Depuis sa fondation en 1548 par le capitaine Don Alonso de Mendoza, Nuestra Señora de La Paz a
tout d'abord connu une croissance démographique lente jusqu'à la fin de la première moitié du
vingtième siècle. C'est surtout à partir de 1953, suite à la Réforme Agraire, qu'elle s'est accélérée.
En 1985, la crise de l'étain a engendré un autre courant migratoire d'importance qui est venu
accroître sa population. En 1992, l'aggloméra1ion compte 1 118 900 habitants selon l'INE (Institut
National de Statistiques). Elle demeure avec Quito la seule métropole altiplanique dépassant le
million d'individus.
En 1988, l'agglomération se sépare en deux municipalités autonomes, La Paz et El Alto. Cette
dernière située sur l'Altiplano à 4000 mètres d'altitude, n'était, il y a 50 ans, qu'une simple annexe
agricole de La Paz et regroupait environ 10 000 personnes (Baby,1995). En 1992, 405 000
habitants y vivent dans des conditions climatiques particulièrement rudes. La ville basse, se localise
quant à elle, dans le fond d'une dépression (la Cuenca) creusée par érosion régressive par le Rio
Choqueyapu, et correspond au site initial de La Paz.
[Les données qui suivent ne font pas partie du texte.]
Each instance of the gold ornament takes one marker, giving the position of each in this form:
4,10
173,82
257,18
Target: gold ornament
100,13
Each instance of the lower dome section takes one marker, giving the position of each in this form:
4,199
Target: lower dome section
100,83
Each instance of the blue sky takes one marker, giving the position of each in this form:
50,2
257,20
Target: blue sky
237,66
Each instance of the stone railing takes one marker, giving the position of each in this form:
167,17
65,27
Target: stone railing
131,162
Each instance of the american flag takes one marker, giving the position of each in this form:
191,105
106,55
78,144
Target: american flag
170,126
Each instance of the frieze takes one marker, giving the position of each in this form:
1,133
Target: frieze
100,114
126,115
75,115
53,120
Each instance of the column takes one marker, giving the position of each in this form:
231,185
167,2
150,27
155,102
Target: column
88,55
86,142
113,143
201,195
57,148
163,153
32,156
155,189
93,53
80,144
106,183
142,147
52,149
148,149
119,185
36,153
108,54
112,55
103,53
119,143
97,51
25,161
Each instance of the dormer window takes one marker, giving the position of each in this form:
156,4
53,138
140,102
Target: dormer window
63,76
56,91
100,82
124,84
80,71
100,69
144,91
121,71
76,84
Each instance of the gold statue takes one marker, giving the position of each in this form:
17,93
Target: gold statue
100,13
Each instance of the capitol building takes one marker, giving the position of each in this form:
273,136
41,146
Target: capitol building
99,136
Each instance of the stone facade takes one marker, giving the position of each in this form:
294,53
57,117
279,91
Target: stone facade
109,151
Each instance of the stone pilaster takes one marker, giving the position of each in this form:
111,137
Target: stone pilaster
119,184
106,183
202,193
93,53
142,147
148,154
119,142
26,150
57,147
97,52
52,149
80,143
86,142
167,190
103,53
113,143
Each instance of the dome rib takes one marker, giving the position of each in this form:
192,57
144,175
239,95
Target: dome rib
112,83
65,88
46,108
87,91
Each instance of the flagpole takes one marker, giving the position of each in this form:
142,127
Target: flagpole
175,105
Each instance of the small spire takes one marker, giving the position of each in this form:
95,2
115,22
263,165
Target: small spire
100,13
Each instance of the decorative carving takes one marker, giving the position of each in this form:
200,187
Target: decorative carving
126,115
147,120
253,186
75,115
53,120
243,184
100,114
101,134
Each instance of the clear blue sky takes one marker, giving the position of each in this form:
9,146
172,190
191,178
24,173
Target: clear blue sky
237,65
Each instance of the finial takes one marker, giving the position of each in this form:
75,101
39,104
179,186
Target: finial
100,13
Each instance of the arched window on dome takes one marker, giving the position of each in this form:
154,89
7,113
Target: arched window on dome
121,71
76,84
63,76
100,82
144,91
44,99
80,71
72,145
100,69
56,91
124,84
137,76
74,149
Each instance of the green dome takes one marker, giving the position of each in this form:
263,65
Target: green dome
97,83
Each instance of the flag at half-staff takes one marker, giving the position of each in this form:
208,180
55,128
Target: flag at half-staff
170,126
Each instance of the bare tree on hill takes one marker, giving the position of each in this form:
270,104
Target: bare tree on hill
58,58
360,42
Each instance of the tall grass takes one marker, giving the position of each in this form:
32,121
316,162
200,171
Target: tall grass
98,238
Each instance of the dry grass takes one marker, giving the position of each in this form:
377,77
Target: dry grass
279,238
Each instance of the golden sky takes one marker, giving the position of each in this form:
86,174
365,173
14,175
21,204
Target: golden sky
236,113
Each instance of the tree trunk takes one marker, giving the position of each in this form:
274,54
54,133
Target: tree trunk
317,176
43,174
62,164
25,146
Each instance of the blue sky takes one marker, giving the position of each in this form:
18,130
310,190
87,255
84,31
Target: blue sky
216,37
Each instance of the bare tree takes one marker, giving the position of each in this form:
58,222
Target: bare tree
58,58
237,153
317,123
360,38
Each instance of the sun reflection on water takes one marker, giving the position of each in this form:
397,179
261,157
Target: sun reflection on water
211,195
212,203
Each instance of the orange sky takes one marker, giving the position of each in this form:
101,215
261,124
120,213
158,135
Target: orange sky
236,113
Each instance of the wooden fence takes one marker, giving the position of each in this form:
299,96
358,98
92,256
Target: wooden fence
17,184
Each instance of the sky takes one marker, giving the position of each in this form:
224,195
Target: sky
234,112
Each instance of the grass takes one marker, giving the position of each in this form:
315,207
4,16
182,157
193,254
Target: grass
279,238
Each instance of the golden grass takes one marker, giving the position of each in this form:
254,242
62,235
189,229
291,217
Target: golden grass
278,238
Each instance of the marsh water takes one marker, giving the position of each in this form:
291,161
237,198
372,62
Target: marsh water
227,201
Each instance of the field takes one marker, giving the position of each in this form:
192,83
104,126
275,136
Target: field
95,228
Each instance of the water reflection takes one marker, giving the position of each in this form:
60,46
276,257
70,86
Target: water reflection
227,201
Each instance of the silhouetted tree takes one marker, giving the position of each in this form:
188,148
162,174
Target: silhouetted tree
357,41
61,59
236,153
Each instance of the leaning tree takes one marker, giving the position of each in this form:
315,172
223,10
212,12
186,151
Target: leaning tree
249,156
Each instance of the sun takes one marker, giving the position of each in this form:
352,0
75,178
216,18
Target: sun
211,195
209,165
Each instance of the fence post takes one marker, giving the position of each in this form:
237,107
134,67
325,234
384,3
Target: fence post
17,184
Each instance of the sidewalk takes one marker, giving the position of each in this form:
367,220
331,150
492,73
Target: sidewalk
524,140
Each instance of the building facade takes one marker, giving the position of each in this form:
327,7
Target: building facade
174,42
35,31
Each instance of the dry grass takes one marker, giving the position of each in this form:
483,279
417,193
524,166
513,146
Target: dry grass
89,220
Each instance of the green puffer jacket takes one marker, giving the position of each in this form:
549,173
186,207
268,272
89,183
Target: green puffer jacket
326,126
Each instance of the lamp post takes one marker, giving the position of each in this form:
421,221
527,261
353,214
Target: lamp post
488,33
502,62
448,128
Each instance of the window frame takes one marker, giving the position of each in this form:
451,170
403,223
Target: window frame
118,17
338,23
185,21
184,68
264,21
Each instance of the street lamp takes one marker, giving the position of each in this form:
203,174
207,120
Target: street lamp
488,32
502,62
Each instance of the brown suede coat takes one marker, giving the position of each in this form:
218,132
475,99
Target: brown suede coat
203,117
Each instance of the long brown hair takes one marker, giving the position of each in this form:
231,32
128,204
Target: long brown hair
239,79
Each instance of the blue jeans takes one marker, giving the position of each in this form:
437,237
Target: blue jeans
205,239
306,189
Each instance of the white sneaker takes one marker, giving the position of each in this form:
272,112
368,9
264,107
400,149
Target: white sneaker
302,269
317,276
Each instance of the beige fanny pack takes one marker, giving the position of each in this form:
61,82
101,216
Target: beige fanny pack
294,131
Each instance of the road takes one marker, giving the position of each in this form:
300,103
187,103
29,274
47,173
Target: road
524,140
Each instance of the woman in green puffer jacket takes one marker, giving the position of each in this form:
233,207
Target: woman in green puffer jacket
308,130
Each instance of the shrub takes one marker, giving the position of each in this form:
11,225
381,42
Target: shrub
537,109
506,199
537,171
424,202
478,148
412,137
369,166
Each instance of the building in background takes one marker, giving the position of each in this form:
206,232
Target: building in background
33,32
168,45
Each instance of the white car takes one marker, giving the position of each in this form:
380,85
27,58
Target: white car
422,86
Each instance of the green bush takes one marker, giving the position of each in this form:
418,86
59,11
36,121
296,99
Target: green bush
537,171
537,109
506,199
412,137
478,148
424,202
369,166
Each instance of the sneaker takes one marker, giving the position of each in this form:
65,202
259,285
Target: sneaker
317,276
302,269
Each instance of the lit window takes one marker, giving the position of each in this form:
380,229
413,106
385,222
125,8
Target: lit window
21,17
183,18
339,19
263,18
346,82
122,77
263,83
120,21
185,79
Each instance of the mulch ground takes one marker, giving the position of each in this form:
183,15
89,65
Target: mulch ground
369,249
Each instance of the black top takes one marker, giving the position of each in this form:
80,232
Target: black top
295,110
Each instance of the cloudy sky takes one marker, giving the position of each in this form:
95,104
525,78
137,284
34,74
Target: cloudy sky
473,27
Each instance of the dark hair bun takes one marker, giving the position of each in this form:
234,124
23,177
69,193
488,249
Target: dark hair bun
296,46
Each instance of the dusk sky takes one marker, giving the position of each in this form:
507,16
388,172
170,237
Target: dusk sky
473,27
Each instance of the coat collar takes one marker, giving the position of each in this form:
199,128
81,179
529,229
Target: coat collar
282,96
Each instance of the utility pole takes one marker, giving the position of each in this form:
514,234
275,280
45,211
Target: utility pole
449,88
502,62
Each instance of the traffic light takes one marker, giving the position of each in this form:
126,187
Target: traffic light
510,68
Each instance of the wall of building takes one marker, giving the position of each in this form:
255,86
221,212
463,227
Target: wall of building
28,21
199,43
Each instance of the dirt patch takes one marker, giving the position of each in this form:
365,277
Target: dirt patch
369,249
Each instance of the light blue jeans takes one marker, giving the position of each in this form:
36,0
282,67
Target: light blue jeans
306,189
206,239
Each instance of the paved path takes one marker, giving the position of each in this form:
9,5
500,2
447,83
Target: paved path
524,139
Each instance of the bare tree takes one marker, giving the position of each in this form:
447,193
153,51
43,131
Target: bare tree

Elle est séparée de la ville haute par un talus
de plus de 400 mètres de dénivelé.
Tout au long du mémoire, nous serons amenés à employer des néologismes qui s'avèrent très
pratiques. Par exemple, les adjectifs alténien, pacéniens, (de El Alto et de La Paz) directement
dérivés de l'espagnol (alteños et paceños) et l'adjectif altiplanique serviront très fréquemment de
qualificatifs. Le nom La Paz sera utilisé uniquement pour faire référence à la municipalité de La
Paz stricto sensu englobant la Cuenca et la Zona Sur (ou El Bajo), partie située dans les vallées
basses Sud, Sud-Est.
L'accroissement démographique élevé a entraîné une consommation croissante d'espaces. Mais le
site présente de nombreuses contraintes et se révèle sensible à l'érosion, surtout dans la Cuenca. Les
implantations humaines se sont alors de plus en plus développées dans des secteurs à risque. En
1976, des équipes boliviennes et françaises telles que le BRGM et le BCEOM (Bureau de
Recherches Géologiques et Minières et Bureau Central d'Etudes pour les Equipements d'Outre
Mer) ont élaboré un schéma directeur ou Plan de Desarrollo Urbano de la Ciudad de La Paz (Plan
de Développement Urbain de la ville de La Paz, PDU) afin, de trouver des solutions face à
l'évolution problématique de la ville.
L'objectif de cette maîtrise est d'essayer de montrer dans quelles mesures les conditions
d'urbanisation ont évolué au sein de l'agglomération au cours des vingt dernières années. Le schéma
directeur a-t-il été suivi ? Existe-t-il des décalages par rapport aux prévisions ? La vulnérabilité des
biens et des personnes s'est elle accrue ? Quelle influence exerce le milieu environnemental sur le
développement de la métropole ? Quels problèmes majeurs connaît aujourd'hui l'agglomération et
quels moyens sont mis en oeuvre pour y remédier ? Quelles solutions sont adoptées pour réduire les
risques ? Qui s'en charge ? 9En première partie, il sera question de présenter les principales caractéristiques de l'agglomération
de 1976 qui serviront de base de référence pour la comparaison avec la situation actuelle et qui
permettront de constater les problèmes de l'époque. Nous analyserons les aspects démographiques
et économiques puis nous détaillerons les contraintes majeures liées au site et à sa fragilité. Nous
verrons aussi qu'il existe en 1976 un phénomène de ségrégation sociale à l'intérieur de
l'agglomération. Enfin, nous étudierons selon quelle logique le schéma directeur a été réalisé et
quelles directives d'évolution il préconisait.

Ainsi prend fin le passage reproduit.